Comcast for Business also announced it will open up a six-person office in the Midtown neighborhood of Detroit during the first quarter of the year.
—Some interesting research pertaining to innovation was released by the University of Michigan late last month. Yue Maggie Zhou, a professor of strategy at U-M’s Ross School of Business, and co-author Xiaoyang Li of the Cheung Kong Graduate School of Business, found that competition fuels innovation in many industries, but the type of competition makes a huge difference in how much firms spend on research and development.
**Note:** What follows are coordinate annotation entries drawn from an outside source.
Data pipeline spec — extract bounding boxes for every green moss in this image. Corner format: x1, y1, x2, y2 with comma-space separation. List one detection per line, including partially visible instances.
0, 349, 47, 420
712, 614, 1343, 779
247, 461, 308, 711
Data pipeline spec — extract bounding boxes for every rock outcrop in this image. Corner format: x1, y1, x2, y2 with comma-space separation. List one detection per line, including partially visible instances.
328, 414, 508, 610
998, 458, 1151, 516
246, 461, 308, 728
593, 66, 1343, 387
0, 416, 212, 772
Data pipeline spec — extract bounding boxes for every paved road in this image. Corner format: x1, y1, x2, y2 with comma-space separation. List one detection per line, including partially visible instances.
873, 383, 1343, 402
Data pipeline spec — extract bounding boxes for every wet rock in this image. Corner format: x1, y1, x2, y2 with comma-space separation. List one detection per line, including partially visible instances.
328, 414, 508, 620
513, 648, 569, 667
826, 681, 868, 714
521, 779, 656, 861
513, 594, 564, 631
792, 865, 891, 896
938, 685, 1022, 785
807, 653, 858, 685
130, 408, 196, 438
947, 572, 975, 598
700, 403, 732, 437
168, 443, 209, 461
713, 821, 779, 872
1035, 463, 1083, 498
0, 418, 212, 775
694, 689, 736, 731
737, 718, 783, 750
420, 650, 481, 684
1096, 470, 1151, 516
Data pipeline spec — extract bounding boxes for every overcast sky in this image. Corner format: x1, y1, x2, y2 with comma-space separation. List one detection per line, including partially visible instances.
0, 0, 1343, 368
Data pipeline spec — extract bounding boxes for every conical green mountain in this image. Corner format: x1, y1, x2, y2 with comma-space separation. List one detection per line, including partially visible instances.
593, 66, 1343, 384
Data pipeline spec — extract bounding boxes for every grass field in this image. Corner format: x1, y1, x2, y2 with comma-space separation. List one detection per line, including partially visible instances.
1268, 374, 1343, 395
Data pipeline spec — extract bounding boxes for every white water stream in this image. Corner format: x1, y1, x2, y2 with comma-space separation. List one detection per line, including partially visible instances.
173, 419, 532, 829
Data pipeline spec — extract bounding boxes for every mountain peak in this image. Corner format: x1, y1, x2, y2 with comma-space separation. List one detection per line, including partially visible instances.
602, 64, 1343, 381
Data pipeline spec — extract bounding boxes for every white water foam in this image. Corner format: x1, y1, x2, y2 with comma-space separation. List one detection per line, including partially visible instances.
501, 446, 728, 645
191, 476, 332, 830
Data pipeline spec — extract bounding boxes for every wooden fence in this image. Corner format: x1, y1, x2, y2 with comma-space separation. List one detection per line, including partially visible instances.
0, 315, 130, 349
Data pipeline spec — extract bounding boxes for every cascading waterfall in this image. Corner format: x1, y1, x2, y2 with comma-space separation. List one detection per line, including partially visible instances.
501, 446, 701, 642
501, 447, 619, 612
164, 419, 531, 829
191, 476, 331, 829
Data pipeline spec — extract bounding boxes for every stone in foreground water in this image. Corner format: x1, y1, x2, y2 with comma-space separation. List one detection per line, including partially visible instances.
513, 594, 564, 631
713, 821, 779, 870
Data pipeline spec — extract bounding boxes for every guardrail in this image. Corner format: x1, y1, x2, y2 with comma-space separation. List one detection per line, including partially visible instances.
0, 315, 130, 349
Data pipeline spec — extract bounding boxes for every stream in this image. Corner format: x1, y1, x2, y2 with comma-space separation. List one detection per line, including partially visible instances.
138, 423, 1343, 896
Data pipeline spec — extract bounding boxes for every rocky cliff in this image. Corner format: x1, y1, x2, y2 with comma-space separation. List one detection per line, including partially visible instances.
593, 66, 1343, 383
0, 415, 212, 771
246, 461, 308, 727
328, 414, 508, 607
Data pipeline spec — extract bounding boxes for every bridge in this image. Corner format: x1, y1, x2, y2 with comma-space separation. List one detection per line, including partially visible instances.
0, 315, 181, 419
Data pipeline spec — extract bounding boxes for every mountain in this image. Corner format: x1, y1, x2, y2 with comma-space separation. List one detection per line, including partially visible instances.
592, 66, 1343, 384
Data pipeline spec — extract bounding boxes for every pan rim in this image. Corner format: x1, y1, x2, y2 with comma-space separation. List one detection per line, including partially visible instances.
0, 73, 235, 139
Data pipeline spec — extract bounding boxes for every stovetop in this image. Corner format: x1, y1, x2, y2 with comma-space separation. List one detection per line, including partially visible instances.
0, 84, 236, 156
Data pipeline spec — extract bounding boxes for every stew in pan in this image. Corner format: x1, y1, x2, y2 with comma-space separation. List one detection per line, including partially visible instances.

After analyzing the relationship between import competition and innovation among public U.S. manufacturing firms, they found that companies spend more on R&D and generate more breakthrough patents when there’s a greater level of import competition from high-wage countries—and the more successful the company is, the stronger the effects.
“Policymakers should be mindful that the openness of trade with different countries will have different impacts on the long-term performance of domestic firms and on the economy, due to their different impacts on innovation,” Zhou said in a press release.